Poster display session Poster Display

64P - Entrectinib in locally advanced/metastatic ROS1 and NTRK fusion-positive non-small cell lung cancer (NSCLC): Updated integrated analysis of STARTRK-2, STARTRK-1 and ALKA-372-001

Presentation Number
64P
Lecture Time
06:00 PM - 06:00 PM
Session Name
Speakers
  • Filippo De Braud
Location
Exhibition area, Singapore, Singapore, Singapore
Date
Sat, 23.11.2019
Time
06:00 PM - 07:00 PM
Authors
  • Filippo De Braud
  • Salvatore Siena
  • Fabrice Barlesi
  • Alexander Drilon
  • Brian Simmons
  • Xinhui Huang
  • Stuart Osborne
  • Robert C. Doebele

Abstract

Background

Entrectinib is a systemic and central nervous system (CNS)-active potent inhibitor of ROS1 and TRKA/B/C. Primary data showed that entrectinib was tolerable and achieved high objective response rates (ORR) in patients (pts) with ROS1-positive (ROS1+), ROS1 inhibitor-naive NSCLC, and in pts with NTRK fusion-positive (NTRK+) NSCLC, including pts with baseline CNS disease. We present data from an additional 5 months of follow-up.

Methods

Pts with locally advanced/metastatic ROS1+ or NTRK+ tumors (with or without baseline CNS disease) confirmed by nucleic acid-based methods, enrolled in global phase 1/2 entrectinib trials (ALKA-372-001 [EudraCT 2012-000148-88], STARTRK-1 [NCT02097810], STARTRK-2 [NCT02568267]) were included. Disease burden was assessed per blinded independent central review (BICR) using RECIST v1.1, after cycle 1 (4 wks) then every 8 wks. Primary endpoints were ORR and duration of response (DOR) by BICR. Secondary endpoints included ORR and DOR in pts with or without baseline CNS disease, and safety. Intracranial (IC) ORR and DOR were evaluated in pts with baseline CNS disease.

Results

There were 53 efficacy-evaluable pts with treatment-naïve, ROS1+ NSCLC and 10 pts with NTRK+ NSCLC. As of 30 Oct 2018 (additional 5 months’ follow-up), BICR ORR: ROS1+ 79.2% (95% CI 65.9–89.2) and NTRK+ 70.0% (95% CI 34.75–93.33) with complete responses in 5 (9.4%) pts and 1 (10.0%) pt, respectively. In ROS1+ NSCLC, median DOR: 24.6 mo (95% CI 12.6–34.8); in pts with and without baseline CNS disease, ORR was 73.9% (95% CI 51.6–89.8) and 83.3% (95% CI 65.3–94.4); IC ORR was 55.0% (95% CI 31.5–76.9); and median IC DOR was 12.9 mo (95% CI 5.6–not estimable). Additional efficacy for NTRK+ NSCLC pts will be presented. Entrectinib was well tolerated with a safety profile consistent with that previously reported; there were no new or unexpected safety findings.

Conclusions

In line with the primary data, in pts with ROS1+ and NTRK+ NSCLC after an additional 5 months of follow-up, entrectinib was well tolerated and showed clinically meaningful, durable systemic and intracranial responses.

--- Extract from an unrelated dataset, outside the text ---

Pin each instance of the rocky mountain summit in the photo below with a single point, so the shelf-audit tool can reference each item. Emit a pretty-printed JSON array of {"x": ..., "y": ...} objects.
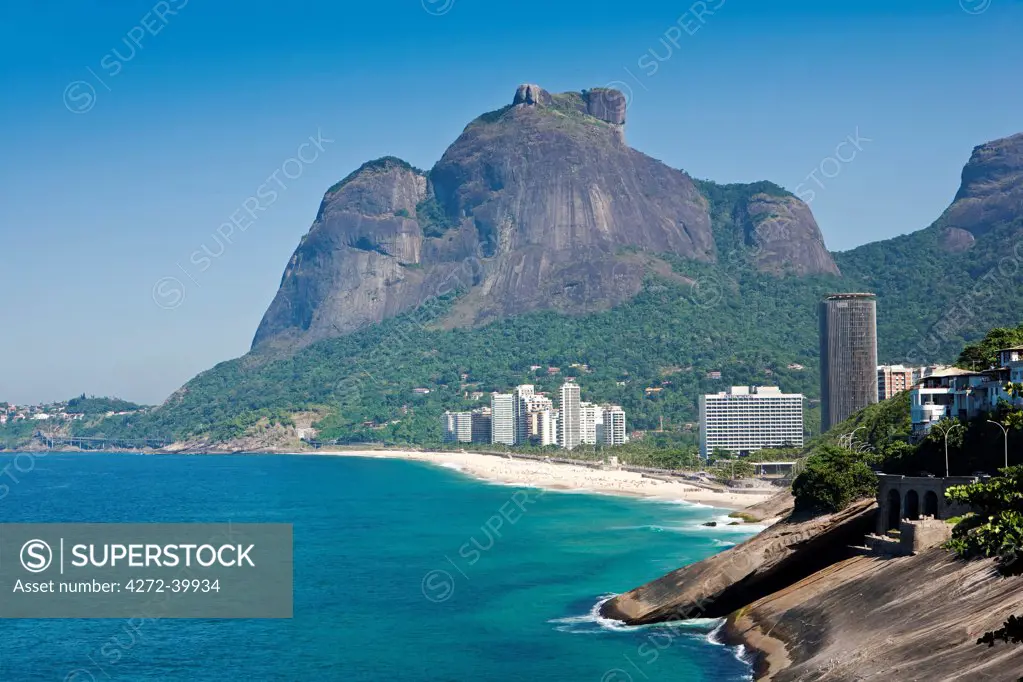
[
  {"x": 991, "y": 191},
  {"x": 539, "y": 205}
]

Clinical trial identification

ALKA-372-001 [EudraCT 2012-000148-88] STARTRK-1 [NCT02097810] STARTRK-2 [NCT02568267].

Editorial acknowledgement

Medical Writing support was provided by Laura Vergoz and Charlotte Kennerley, PhD of Gardiner-Caldwell Communications and was funded by F. Hoffmann-La Roche.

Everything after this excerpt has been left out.